Courage worked his way up the ladder, becoming one of the top-ranked junior tennis players in D.C. In school, he made straight A’s.
This past summer, the Okungbowas moved to Wesley Chapel so Courage could train year round. On the trip down, their vehicle was struck by another car, spinning over the side of a bridge, flipping over and over until landing in a shallow, muddy river below. Stanley, the driver, hit his head on the dashboard and passed out. Courage had to think quickly.
“Your name is Courage. Don’t let me down”
With the car starting to sink, Courage was able to get his three siblings out of the car along with their belongings and head to safety. When Stanley came to, he climbed out the window onto a tree until he could be rescued. He still has trouble remembering certain dates or names, but is just happy everyone survived.
“Every day, I pray to God,” he said. “Give me long life to be able to guide my children.

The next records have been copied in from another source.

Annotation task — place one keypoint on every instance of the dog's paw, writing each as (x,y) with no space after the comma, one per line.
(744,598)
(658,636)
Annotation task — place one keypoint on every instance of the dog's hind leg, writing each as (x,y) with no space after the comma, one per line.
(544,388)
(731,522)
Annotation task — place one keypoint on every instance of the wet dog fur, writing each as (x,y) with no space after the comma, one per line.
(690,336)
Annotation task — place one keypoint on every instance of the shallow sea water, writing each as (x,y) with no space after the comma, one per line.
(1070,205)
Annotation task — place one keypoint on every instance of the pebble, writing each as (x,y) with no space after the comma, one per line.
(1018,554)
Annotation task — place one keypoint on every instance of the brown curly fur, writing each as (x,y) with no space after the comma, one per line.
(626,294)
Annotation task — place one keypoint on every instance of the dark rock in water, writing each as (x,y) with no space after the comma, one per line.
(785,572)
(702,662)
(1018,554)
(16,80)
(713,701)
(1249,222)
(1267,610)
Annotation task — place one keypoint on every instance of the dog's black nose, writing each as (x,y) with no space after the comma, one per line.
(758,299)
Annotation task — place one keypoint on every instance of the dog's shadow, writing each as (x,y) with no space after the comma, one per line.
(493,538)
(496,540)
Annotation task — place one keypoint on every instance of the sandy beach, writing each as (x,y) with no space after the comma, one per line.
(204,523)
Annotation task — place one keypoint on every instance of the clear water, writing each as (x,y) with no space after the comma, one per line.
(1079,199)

Courage joined a Wiregrass Ranch tennis program that had just missed qualifying for the state tournament a year earlier. He immediately became the top singles player and won every match during the regular season. He earned a district title in his first try, defeating all three opponents without losing a game. In class, he is an honors student.
“My dad worked hard for everything,” Courage said. “That’s what I’m trying to incorporate to my tennis so that I become a better player.”
And when things seem difficult, his father’s words help guide him.
“Your name is Courage. Don’t let me down.”